Posted by: Doug B. | Aug 19, 2008 1:03:39 PM
Acquitted conduct has marquee value but it doesn't effect more than a handful of defendants while "fast track" has the ability to effect tens of thousands (a quarter of the docket is immigration). But "fast track" could be much trickier. Unlike relevant conduct rules that come from the Commission, "fast track" is clearly a congressionally mandated disparity.
This might be the extra few feet of rope the judiciary needs to hang itself and cause Congress to finally wake up.
Posted by: Careful What You Ask For... | Aug 19, 2008 1:20:49 PM
Here's some interesting data in light of the policy behind fast track being to allow prosecutors in border districts to move cases.
In 2007, the government moved for early disposition departures in twenty districts, both on and off the border, in districts with and without heavy immigration caseloads. See USSC, 2007 Sourcebook of Federal Sentencing Statistics, Appendix B, http://www.ussc.gov/ANNRPT/2007/SBTOC07.htm. That's great if the government moves for it in your client's case, perhaps recognizing that the guideline sentence under 2L1.2 is just too long. And why are those sentences so long? So the government can use fast track departures to induce quick guilty pleas.
Although Congress ordered the Commission to create the 5K3.1 guideline, it did not order judges not to alleviate unwarranted disparity.
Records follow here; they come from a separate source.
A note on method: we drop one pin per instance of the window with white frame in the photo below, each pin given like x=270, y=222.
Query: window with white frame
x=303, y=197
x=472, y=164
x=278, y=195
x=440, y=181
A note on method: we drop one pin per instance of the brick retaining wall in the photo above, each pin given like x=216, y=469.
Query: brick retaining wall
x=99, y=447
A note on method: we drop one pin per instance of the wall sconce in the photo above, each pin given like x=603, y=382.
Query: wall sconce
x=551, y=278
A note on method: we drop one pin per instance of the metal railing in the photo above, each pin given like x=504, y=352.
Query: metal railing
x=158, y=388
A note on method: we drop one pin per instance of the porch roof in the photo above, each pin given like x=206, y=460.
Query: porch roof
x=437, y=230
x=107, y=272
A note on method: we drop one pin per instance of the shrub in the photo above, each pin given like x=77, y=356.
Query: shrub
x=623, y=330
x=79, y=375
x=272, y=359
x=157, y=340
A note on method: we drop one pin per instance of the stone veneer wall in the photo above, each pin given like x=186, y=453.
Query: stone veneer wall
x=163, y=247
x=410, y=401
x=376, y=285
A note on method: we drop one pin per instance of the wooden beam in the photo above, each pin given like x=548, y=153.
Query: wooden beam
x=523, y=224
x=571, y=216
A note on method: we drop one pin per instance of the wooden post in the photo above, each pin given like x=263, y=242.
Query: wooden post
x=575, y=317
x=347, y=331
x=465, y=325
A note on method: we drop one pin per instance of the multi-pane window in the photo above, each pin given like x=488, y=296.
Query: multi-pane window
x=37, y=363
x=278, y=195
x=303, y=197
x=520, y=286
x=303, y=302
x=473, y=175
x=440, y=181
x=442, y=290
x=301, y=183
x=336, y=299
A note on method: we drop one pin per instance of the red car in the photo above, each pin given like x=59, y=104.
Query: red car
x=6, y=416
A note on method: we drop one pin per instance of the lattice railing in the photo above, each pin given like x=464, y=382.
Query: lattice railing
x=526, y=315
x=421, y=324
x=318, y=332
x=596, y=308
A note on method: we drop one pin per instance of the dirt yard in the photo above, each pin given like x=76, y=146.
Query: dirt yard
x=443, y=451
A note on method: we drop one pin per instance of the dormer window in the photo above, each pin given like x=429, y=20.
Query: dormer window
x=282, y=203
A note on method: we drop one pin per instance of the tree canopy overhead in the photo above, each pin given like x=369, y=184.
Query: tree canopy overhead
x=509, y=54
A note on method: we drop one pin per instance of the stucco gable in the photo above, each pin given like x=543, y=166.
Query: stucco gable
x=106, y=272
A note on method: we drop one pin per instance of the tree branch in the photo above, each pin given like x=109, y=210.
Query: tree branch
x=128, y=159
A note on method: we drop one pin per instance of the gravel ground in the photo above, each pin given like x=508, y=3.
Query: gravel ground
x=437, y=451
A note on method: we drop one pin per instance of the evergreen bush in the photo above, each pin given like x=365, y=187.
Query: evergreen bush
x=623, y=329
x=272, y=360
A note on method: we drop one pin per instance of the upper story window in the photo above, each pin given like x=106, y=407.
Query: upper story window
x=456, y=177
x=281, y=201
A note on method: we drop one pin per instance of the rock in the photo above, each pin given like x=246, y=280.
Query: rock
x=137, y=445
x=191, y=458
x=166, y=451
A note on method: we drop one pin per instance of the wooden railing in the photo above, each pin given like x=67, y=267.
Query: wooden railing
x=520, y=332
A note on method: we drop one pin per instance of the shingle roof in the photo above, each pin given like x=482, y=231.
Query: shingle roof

Posted by: abe | Aug 19, 2008 6:47:12 PM
Here is the issue: it is one thing if pre-Kimbrough law said that a district court could never CONSIDER (let alone GRANT) a variance on that basis. But Kimbrough cannot and does not obligate district courts to GRANT such variances. So, this defendant can make his pitch on remand, and if the District Court exercises its discretion and declines to grant the variance, he has no claim on appeal that his sentence is substantively unreasonable. Put another way, no district court is obligated to grant a requested variance.